Trained Innate Immunity as a Novel Mechanism Linking Infection and the Development of Atherosclerosis.

Abstract

There is strong epidemiological evidence for an association between acute and chronic infections and the occurrence of atherosclerotic cardiovascular disease. The underlying pathophysiological mechanisms remain unclear. Monocyte-derived macrophages are the most abundant immune cells in atherosclerotic plaques. It has recently been established that monocytes/macrophages can develop a long-lasting proinflammatory phenotype after brief stimulation with micro-organisms or microbial products, which has been termed trained immunity. The aim of this study is to assess whether trained immunity mediates the link between infections and atherosclerotic cardiovascular disease. Brief exposure of monocytes to various micro-organisms results in the development of macrophages with a persistent proinflammatory phenotype: this represents a de facto nonspecific innate immune memory, which has been termed trained immunity. This is mediated by epigenetic reprogramming at the level of histone methylation and a profound rewiring of intracellular metabolism. Although this mechanism offers powerful protection against reinfection, trained macrophages display an atherogenic phenotype in terms of cytokine production and foam cell formation.
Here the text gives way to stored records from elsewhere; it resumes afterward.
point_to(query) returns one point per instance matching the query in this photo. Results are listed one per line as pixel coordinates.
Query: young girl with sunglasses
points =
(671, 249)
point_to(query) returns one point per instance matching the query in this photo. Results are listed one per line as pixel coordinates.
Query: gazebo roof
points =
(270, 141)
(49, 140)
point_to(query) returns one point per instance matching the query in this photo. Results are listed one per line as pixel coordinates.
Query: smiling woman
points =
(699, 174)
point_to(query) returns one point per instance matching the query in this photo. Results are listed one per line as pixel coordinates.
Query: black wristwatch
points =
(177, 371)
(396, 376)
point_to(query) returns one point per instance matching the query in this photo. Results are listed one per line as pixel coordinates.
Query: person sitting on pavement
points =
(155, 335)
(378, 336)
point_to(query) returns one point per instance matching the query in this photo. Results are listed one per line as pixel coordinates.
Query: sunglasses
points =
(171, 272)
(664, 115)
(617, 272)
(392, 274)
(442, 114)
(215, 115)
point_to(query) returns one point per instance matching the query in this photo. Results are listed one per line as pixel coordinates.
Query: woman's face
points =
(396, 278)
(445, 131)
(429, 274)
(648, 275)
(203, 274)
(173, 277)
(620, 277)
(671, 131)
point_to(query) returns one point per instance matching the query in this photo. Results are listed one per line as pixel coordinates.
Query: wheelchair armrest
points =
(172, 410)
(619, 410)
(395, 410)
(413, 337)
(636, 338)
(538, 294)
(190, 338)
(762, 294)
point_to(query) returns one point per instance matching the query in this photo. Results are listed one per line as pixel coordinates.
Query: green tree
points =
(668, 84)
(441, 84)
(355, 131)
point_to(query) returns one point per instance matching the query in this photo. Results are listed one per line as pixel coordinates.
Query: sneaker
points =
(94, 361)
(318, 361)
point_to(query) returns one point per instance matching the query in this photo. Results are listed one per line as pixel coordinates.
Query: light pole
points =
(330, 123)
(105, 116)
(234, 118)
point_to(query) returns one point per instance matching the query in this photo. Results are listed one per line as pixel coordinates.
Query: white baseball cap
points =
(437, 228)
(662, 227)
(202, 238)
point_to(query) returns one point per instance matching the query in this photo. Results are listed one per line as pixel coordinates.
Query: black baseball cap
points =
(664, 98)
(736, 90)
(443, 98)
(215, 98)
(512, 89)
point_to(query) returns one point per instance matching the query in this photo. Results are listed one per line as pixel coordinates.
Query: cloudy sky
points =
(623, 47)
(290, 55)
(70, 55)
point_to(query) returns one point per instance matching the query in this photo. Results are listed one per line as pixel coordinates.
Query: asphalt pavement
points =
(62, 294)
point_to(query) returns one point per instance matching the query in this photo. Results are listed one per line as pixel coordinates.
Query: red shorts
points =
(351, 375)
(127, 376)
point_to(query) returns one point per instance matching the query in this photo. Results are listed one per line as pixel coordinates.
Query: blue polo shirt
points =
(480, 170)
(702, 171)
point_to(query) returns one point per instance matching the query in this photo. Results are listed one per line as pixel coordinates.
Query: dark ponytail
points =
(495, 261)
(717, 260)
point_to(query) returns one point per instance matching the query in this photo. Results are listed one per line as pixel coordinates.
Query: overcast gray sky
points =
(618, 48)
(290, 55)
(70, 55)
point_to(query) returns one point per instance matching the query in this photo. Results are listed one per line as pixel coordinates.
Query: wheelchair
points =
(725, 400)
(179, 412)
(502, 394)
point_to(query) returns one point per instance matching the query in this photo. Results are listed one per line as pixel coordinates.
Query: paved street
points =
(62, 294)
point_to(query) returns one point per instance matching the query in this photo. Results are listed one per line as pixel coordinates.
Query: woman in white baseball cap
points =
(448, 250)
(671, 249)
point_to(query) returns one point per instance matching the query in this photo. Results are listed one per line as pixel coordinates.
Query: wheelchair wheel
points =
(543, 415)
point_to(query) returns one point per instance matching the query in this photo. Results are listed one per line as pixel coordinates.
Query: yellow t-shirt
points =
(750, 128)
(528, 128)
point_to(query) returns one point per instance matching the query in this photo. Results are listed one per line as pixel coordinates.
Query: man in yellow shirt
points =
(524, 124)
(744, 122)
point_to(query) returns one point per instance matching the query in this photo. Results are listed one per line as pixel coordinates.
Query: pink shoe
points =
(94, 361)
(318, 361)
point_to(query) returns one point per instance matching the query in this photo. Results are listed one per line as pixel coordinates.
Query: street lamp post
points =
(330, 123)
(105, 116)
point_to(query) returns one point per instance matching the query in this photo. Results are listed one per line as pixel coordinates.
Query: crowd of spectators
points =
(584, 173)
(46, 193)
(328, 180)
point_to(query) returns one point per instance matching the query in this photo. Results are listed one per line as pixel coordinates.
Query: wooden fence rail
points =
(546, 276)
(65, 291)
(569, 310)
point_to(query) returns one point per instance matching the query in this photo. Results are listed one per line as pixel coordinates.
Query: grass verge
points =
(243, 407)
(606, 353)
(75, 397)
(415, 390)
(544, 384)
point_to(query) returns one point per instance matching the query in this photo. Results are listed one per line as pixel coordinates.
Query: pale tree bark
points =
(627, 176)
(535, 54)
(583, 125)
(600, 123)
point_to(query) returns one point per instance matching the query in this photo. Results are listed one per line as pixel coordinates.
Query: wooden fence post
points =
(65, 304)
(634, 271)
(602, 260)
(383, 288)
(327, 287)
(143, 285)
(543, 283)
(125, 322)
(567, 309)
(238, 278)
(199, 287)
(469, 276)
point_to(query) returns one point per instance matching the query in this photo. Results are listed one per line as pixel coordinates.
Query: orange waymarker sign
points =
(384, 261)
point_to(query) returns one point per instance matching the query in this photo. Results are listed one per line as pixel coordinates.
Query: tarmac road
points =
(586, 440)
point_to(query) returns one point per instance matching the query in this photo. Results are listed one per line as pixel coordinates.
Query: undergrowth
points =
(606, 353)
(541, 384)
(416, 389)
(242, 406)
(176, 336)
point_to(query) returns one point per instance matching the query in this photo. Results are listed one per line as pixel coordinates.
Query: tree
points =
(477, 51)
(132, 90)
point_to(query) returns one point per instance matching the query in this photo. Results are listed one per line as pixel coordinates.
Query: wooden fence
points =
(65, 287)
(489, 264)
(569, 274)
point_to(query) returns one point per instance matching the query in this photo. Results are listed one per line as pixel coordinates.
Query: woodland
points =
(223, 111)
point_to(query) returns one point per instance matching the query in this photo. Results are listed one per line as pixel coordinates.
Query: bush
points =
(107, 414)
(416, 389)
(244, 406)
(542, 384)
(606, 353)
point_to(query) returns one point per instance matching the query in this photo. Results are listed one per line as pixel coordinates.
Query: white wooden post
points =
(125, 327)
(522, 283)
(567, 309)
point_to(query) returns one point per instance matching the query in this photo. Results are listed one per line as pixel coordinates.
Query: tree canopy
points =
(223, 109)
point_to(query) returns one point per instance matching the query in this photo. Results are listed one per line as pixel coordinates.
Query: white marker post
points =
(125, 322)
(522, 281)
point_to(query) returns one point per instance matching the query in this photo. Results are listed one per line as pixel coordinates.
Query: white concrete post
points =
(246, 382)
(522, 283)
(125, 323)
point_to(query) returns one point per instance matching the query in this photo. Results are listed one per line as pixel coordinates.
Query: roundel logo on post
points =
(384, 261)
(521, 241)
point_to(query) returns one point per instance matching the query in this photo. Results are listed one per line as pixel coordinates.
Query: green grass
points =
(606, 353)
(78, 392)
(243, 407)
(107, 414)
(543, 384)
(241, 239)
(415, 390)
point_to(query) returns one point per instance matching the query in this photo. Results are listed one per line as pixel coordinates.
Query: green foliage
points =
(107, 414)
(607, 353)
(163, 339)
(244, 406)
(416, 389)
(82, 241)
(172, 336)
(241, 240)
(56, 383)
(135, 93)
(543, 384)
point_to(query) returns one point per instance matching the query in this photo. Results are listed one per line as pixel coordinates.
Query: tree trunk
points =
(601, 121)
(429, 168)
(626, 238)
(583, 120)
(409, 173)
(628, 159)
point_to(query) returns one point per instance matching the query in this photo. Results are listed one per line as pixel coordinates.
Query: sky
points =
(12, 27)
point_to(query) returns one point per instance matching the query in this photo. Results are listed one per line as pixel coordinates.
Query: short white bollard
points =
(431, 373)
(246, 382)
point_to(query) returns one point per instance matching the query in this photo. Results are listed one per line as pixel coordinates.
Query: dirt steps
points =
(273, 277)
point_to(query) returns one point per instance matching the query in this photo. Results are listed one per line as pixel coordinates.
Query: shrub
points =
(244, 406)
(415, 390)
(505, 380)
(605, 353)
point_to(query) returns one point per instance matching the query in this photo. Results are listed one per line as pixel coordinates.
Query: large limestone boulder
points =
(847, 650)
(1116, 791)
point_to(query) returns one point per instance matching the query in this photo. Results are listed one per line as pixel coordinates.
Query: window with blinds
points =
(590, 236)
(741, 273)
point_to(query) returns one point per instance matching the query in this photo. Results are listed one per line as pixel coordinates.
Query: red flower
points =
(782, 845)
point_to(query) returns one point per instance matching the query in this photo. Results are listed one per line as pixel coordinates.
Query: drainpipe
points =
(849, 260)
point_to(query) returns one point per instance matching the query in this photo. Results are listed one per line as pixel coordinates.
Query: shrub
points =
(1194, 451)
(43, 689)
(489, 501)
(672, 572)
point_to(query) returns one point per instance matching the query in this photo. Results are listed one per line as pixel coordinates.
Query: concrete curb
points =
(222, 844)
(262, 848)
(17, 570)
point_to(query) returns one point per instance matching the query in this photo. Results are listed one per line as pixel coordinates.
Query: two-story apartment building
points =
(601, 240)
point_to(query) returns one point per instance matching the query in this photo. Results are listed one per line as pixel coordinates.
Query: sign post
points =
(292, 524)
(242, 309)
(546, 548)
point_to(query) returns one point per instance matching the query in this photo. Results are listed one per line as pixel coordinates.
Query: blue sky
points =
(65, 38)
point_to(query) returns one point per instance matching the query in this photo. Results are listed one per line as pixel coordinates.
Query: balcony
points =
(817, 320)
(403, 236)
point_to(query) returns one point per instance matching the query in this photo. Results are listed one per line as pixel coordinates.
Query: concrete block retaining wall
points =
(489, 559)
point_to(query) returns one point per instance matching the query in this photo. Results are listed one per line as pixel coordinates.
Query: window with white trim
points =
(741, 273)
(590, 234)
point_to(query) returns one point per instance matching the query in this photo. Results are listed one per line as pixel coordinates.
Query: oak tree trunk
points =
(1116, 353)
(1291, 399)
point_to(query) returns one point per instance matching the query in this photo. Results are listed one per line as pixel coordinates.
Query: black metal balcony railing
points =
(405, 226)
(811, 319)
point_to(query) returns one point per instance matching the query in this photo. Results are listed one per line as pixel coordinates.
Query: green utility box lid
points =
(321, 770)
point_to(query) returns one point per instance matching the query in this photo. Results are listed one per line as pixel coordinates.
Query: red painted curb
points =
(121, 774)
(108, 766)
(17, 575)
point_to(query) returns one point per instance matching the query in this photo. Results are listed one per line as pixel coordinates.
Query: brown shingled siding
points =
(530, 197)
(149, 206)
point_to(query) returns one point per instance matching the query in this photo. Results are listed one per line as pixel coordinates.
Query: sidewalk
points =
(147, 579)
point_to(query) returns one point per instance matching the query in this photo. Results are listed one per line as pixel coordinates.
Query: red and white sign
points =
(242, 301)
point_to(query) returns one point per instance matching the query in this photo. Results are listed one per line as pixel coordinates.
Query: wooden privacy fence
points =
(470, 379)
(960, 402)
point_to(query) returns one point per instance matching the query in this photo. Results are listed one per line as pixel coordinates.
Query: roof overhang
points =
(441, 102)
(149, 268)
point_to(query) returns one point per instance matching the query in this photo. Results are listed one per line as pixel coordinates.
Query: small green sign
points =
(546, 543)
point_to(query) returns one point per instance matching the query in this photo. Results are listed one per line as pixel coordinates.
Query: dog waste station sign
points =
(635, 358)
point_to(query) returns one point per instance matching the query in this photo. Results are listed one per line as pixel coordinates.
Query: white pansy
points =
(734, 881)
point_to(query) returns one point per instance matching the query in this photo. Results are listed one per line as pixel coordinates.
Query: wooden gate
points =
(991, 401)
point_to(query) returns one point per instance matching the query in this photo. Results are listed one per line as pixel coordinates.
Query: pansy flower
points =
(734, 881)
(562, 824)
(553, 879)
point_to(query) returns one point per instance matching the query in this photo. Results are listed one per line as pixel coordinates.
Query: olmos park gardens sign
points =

Trained monocytes are present up to 3 months after experimental infection in humans. Moreover, a trained immunity phenotype is present in patients with established atherosclerosis. We propose that trained immunity provides the missing mechanistic link that explains the association between infections and atherosclerosis. Therefore, pharmacological modulation of trained immunity has the potential to prevent infection-related atherosclerotic cardiovascular disease in the future.